Submissions from the Authority

  1. The Authority explained that it considered the Applicant’s request with regard to the five factors set out above at paragraph 12.
  2. The Authority described the Applicant’s request as “excessively broad” in that it covered an extensive period of time (35 years) and an extremely high number of transactions over this period.  To produce this information, it would need to dedicate a disproportionately high amount of staff time, such that the normal business of the Authority would be significantly impacted.
  3. The Authority noted that the Applicant had framed his request with reference to “money laundering”, “serious misconduct” and “fraud”.  It stated that it could see no connection between the information requested and any conclusions regarding these allegations.  It explained that financial transactions regularly take place as part of normal, lawful business and the information requested would have no value for the Applicant’s apparent purposes (particularly given the sheer volume of information requested).  It therefore concluded that the Applicant’s request had no serious purpose or value.
  4. The Authority recognised that in determining whether a request is vexatious, it is the request and not the requester that must be the primary consideration. However, in this case, it considered the Applicant’s history of dealings with the Authority relevant.  It argued that the request in this case was the latest in a campaign by the Applicant designed to cause disruption to the Authority.
  5. The Authority submitted that, regardless of the Applicant’s intentions, the request had the effect of harassing the Authority – particularly when viewed in the context of his other contact.  Over a number of years, it had recorded a “very high volume” of contact from the Applicant in the form of information requests, comments and complaints – many of which made unfounded allegations of corruption and misconduct by the Authority’s employees and elected members.  
  6. In response to his excessive level of contact with the Authority, the Authority explained that the Applicant is presently bound by Authority policy and the terms of an active Anti-Social Behaviour Order to correspond with the Authority exclusively via a Single Point of Contact (SPOC).  Since 1 January 2025, the SPOC has recorded 71 emails from the Applicant.
  7. When the Applicant’s request was viewed in the wider context of his previous contact, the Authority argued that it had the effect of harassment “enacted as a campaign over time”, with the primary intention being to vent anger rather than to access information.
  8. The Authority stressed that it did not consider all information requests from the Applicant to be vexatious.  It said it had progressed 14 information requests of his from the start of the year and that it considered all of his requests on a case-by-case basis. However, it argued the request in this case would be particularly burdensome to comply with and, when viewed in the context of the Applicant’s history of contact, it had the effect of harassing the Authority.
  9. In view of the above, the Authority considered that the Applicant’s request would, in the opinion of a reasonable person, be considered to be manifestly unreasonable or disproportionate.

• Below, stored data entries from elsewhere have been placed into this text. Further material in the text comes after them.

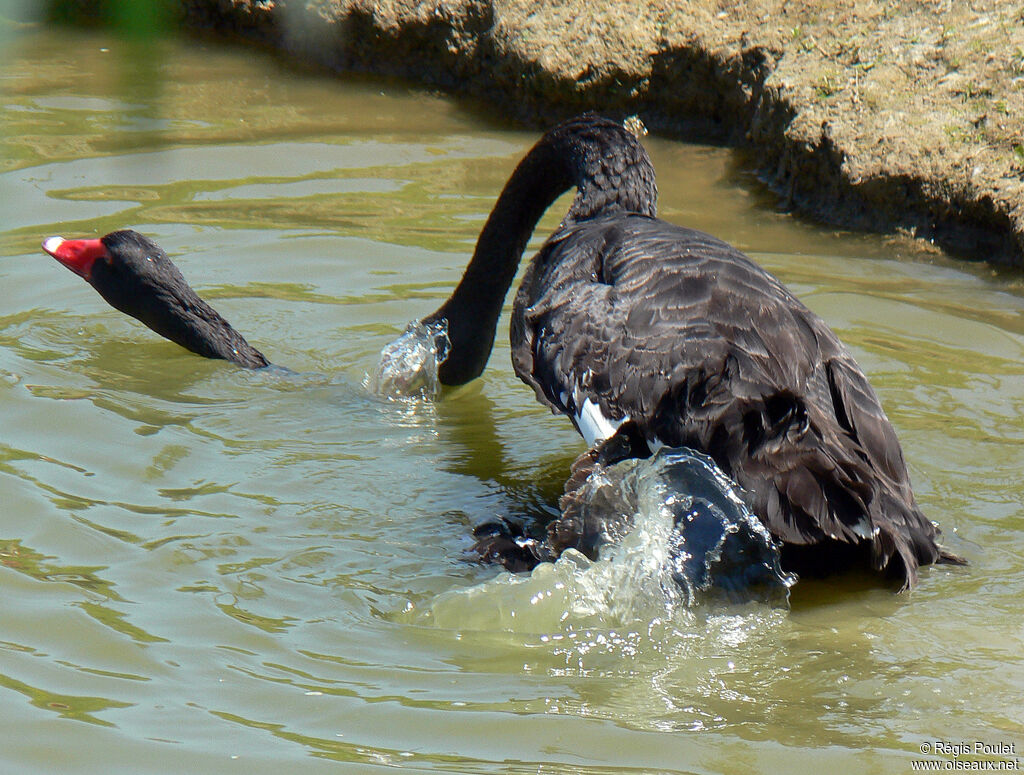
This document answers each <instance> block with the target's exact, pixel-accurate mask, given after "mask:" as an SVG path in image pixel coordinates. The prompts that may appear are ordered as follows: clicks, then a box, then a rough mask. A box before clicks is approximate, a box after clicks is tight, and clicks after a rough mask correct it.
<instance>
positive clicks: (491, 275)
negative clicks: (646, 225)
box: [425, 116, 657, 385]
mask: <svg viewBox="0 0 1024 775" xmlns="http://www.w3.org/2000/svg"><path fill="white" fill-rule="evenodd" d="M573 185H574V186H575V187H577V196H575V199H574V200H573V202H572V206H571V207H570V208H569V211H568V213H567V214H566V216H565V219H564V220H563V221H562V223H563V225H566V224H568V223H571V222H575V221H581V220H585V219H587V218H592V217H595V216H597V215H604V214H606V213H608V212H612V211H621V212H624V213H642V214H644V215H650V216H653V215H654V212H655V208H656V202H657V188H656V186H655V185H654V169H653V167H652V166H651V164H650V160H649V159H648V158H647V154H646V152H645V150H644V149H643V146H642V145H640V143H639V142H638V141H637V139H636V138H635V137H634V136H633V135H632V134H630V133H629V132H627V131H626V130H625V129H623V127H622V126H620V125H618V124H615V123H613V122H611V121H607V120H605V119H599V118H597V117H594V116H583V117H580V118H578V119H572V120H570V121H567V122H565V123H563V124H560V125H559V126H557V127H555V128H554V129H552V130H551V131H550V132H548V133H547V134H546V135H545V136H544V137H542V138H541V140H540V141H539V142H538V143H537V144H536V145H535V146H534V147H532V148H531V149H530V152H529V153H528V154H527V155H526V157H525V158H524V159H523V160H522V162H520V163H519V166H518V167H516V169H515V172H513V173H512V177H511V178H509V181H508V183H506V185H505V188H504V189H503V190H502V193H501V196H500V197H499V198H498V202H497V203H496V204H495V207H494V210H492V212H490V216H489V217H488V218H487V222H486V224H485V225H484V226H483V230H482V231H481V232H480V238H479V240H477V243H476V250H475V251H474V253H473V258H472V260H471V261H470V262H469V265H468V266H467V267H466V271H465V273H464V274H463V276H462V279H461V281H460V283H459V285H458V286H457V287H456V289H455V291H454V292H453V293H452V296H451V297H450V298H449V300H447V301H445V302H444V304H442V305H441V307H440V308H439V309H438V310H437V311H436V312H434V313H433V314H432V315H430V316H429V317H427V318H426V319H425V322H433V321H436V320H439V319H441V318H444V319H446V320H447V327H449V339H450V340H451V343H452V350H451V352H450V353H449V356H447V358H446V359H445V360H444V362H443V363H441V365H440V369H439V370H438V376H439V377H440V381H441V383H442V384H444V385H462V384H464V383H466V382H469V381H470V380H472V379H475V378H476V377H478V376H479V375H480V373H481V372H482V371H483V368H484V365H486V362H487V358H488V357H489V355H490V349H492V347H493V346H494V342H495V331H496V329H497V326H498V316H499V315H500V314H501V310H502V305H503V303H504V301H505V296H506V295H507V294H508V290H509V287H510V286H511V285H512V281H513V278H514V277H515V273H516V269H517V267H518V265H519V259H520V258H521V257H522V252H523V250H524V249H525V247H526V242H527V241H528V240H529V238H530V234H532V233H534V227H535V226H536V225H537V222H538V221H539V220H540V219H541V216H542V215H544V212H545V211H546V210H547V209H548V207H549V206H550V205H551V203H552V202H554V201H555V200H556V199H557V198H558V197H559V196H560V195H561V193H563V192H564V191H566V190H568V189H569V188H570V187H572V186H573Z"/></svg>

Submissions from the Applicant

  1. The Applicant explained that he had been having issues with the Authority for over 25 years and that information had previously been deliberately withheld from him.
  2. The Applicant stated that he disagreed that his request was vexatious and he could only presume that the Authority had a “vast amount of information to hide”.

The Commissioner's view 

  1. The Commissioner has taken account of all of the relevant submissions provided by both the Applicant and the Authority.
  2. The Commissioner has considered the specific terms of the request, which asked how much money had been transferred to and from different services within the Authority over a 35-year period – a process the Applicant described as “tantamount to money laundering and serious misconduct and fraud and deception”.
  3. The Commissioner accepts that to comply with the Applicant’s request would, given its scope and scale, impose a significant burden on the Authority, which would result in a significant impact on the normal business of the Authority.  He considers this relevant in the circumstances, even if it would not necessarily make the request vexatious on its own.
  4. While FOISA does not require requesters to share their motives for seeking information, the language used by the Applicant indicates that the request is intended to support his belief that the Authority has engaged in acts of criminality.  The Commissioner is not persuaded that the information sought, even if it could be located and provided without imposing a significant burden on the Authority, would reasonably assist in understanding or scrutinising the Authority’s actions.  He accepts the Authority’s contention that there is no self-evident connection between inter-service transactions and the kinds of criminality referred to in the request.
  5. Having reviewed the submissions provided by the Authority, the Commissioner is satisfied that it was reasonable for it to consider previous correspondence and interactions with the Applicant when deciding whether the request in question should be treated as vexatious.
  6. In this context, the Commissioner agrees that the Applicant’s previous correspondence and interactions with the Authority support the conclusion that the primary purpose of the request in this case (particularly given how it was framed) was not a genuine attempt to obtain information, but a means to further the Applicant’s dissatisfaction with the Authority.  In all the circumstances (and particularly the context described), the Commissioner considers it reasonable to identify the request as harassment, and manifestly unreasonable and disproportionate.
  7. In all of the circumstances, the Commissioner is therefore satisfied that the Authority was entitled to refuse to comply with the request in line with section 14(1) of FOISA.
  8. The Commissioner would like to make clear (as the Authority appears to accept) that his finding in this decision does not mean that any request from the Applicant to the Authority would necessarily be vexatious.  The right to request information is an important legal right.  It should not be abused, but the provisions within section 14(1) of FOISA must still be used carefully, which means authorities must always consider requests on their own merits and consider all the relevant circumstances, in order to reach a balanced conclusion as to whether a request is vexatious.

Decision 

The Commissioner finds that the Authority complied with Part 1 of the Freedom of Information (Scotland) Act 2002 in responding to the information request made by the Applicant.

Appeal

Should either the Applicant or the Authority wish to appeal against this decision, they have the right to appeal to the Court of Session on a point of law only.  Any such appeal must be made within 42 days after the date of intimation of this decision.